Only three of the top ten earners remain in Norway. All three are heirs to major family fortunes. Oscar Alexander Garmann Wilhelmsen of the Wilhelmsen shipping dynasty earned 504.3 million kroner. Else Helene Sundt, a shipping heiress, earned 302.5 million kroner. Katharina Kvasnes Andresen of the Ferd investment group earned 259 million kroner.
This trend directly impacts Norway's tax base. The individuals who left paid substantial sums before their departure. Røkke paid 90.5 million kroner in tax, Utkilen paid 694.8 million, and Strand paid 337.7 million. Their future contributions will be collected by other jurisdictions. The debate over wealth taxation and competitiveness is not new in Norwegian politics. These figures provide fresh fuel for that discussion in the Storting.
Some politicians argue high tax rates drive away the talent and capital needed for investment. Others contend that a fair society requires a progressive tax system. The loss of such significant declared income poses a practical challenge for long-term fiscal forecasts. It also touches on national sentiment regarding commitment to the Norwegian social model.

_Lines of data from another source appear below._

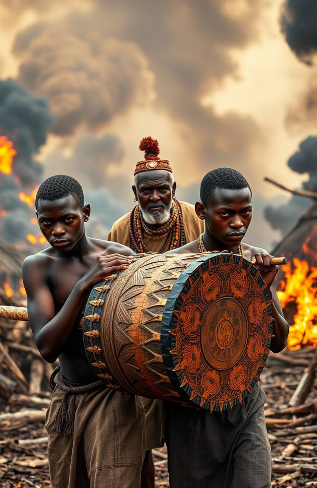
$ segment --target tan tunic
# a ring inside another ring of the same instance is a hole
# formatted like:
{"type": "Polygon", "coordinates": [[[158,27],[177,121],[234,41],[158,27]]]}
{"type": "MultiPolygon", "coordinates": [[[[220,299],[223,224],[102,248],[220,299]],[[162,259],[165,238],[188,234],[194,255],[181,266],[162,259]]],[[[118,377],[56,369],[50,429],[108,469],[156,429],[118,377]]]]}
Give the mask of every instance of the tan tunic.
{"type": "MultiPolygon", "coordinates": [[[[186,202],[180,202],[182,209],[184,230],[187,243],[195,241],[205,230],[205,223],[196,215],[194,205],[186,202]]],[[[131,247],[131,239],[129,232],[130,212],[118,219],[109,233],[108,241],[119,243],[131,247]]],[[[150,251],[159,251],[163,247],[166,237],[158,241],[144,239],[144,244],[150,251]]],[[[159,447],[162,445],[163,437],[161,408],[156,400],[143,398],[145,408],[146,445],[147,450],[159,447]]]]}
{"type": "MultiPolygon", "coordinates": [[[[195,241],[205,230],[205,223],[196,215],[195,207],[190,203],[180,202],[183,215],[185,237],[187,243],[195,241]]],[[[110,230],[107,240],[113,242],[119,243],[131,247],[131,239],[129,232],[129,222],[130,212],[120,217],[114,222],[110,230]]],[[[166,237],[158,241],[154,241],[144,238],[144,242],[147,248],[150,251],[158,251],[164,245],[166,237]]]]}

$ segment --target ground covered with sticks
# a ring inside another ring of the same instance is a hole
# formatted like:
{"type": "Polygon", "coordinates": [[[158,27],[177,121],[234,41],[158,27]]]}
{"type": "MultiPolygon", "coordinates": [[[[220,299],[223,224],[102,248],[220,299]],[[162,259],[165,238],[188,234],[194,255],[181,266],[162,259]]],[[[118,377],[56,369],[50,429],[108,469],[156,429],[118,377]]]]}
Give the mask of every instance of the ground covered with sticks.
{"type": "MultiPolygon", "coordinates": [[[[272,486],[317,487],[317,384],[303,404],[289,403],[313,350],[270,355],[261,378],[266,393],[265,411],[272,456],[272,486]]],[[[16,394],[0,413],[0,486],[50,487],[44,427],[50,393],[16,394]]],[[[168,487],[166,449],[154,450],[157,487],[168,487]]]]}

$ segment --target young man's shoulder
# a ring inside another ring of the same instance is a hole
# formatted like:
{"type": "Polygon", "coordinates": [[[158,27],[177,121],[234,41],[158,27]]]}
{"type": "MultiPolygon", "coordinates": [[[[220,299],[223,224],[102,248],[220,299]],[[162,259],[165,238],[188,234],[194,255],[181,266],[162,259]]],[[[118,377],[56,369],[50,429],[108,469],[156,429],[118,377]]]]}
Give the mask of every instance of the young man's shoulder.
{"type": "Polygon", "coordinates": [[[47,247],[39,251],[34,254],[27,256],[24,259],[23,266],[25,265],[44,264],[49,263],[53,257],[52,247],[47,247]]]}
{"type": "Polygon", "coordinates": [[[118,254],[124,255],[132,255],[133,251],[126,245],[115,243],[112,241],[102,241],[101,239],[92,239],[92,241],[101,248],[102,251],[106,251],[107,254],[118,254]]]}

The data underscores a global reality. Extreme mobility of capital and talent allows the wealthy to choose their tax domicile. For a nation like Norway, with a robust welfare state funded by high taxation, this creates a persistent tension. The government must balance equity with economic dynamism. This latest tax list makes that balancing act more visible than ever. The policy implications will be debated in committee rooms in Oslo for months to come.